• Vol. 36 No. 10, S22–S26
  • 15 October 2007

The Role of Muller’s Muscle-Conjunctiva Resection (MCR) in the Treatment of Ptosis



Introduction: Muller’s muscle-conjunctival resection (MCR) is a form of posterior approach surgery for the treatment of ptosis. The phenylephrine test is commonly used preoperatively to predict the treatment response of MCR and to guide the amount of Muller’s muscle resection needed. Methods: Literature search for this topic is done with PubMed using the words “Muller’s muscle”, “conjunctival”, “resection”, “mullerectomy”, “ptosis” and “blepharoptosis”. Additional articles on this subject were traced when indicated from the list of literature obtained by the PubMed search engine. Results: The original surgical technique of MCR reported by Putterman and other modifications of this surgical technique are described. Various treatment algorithms on the quantity of Muller’s muscle to be resected for a desired level of ptosis correction and the surgical success rates are reviewed. As compared to other common ptosis surgeries, it offers the advantages of tarsal preservation, avoiding skin incisions, non-violation of the orbital septum and orbital fat. The disadvantages of MCR include non-preservation of conjunctiva (with goblet cells) and damage to the accessory lacrimal glands (glands of Krause and Wolfring). Conclusions: MCR is an acceptable alternative treatment modality for mild and moderate ptosis with good levator function. It offers the benefits of short surgical time, being less invasive, obviating the need for intraoperative adjustment, predictability and less re-operation. The potential risks of conjunctival forniceal shortening and dry eye after surgery seem to be low.

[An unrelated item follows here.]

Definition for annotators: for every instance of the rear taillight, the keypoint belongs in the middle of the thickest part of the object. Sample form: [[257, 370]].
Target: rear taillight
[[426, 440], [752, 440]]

The Muller’s muscle (MM) is a sympathetically innervated upper eyelid muscle that elevates the eyelid besides the levator palpebral superioris. The MM resembles smooth muscle and originates from the levator aponeurosis about 15 mm above the superior tarsus.1 The MM is adherent to the conjunctiva but easily separable from the levator aponeurosis and is enclosed in a vascular sheath. The lifting effect of the MM is best demonstrated clinically by the improvement of some ptotic eyelids upon stimulation with phenylephrine eye drops (phenylephrine test, Fig. 1).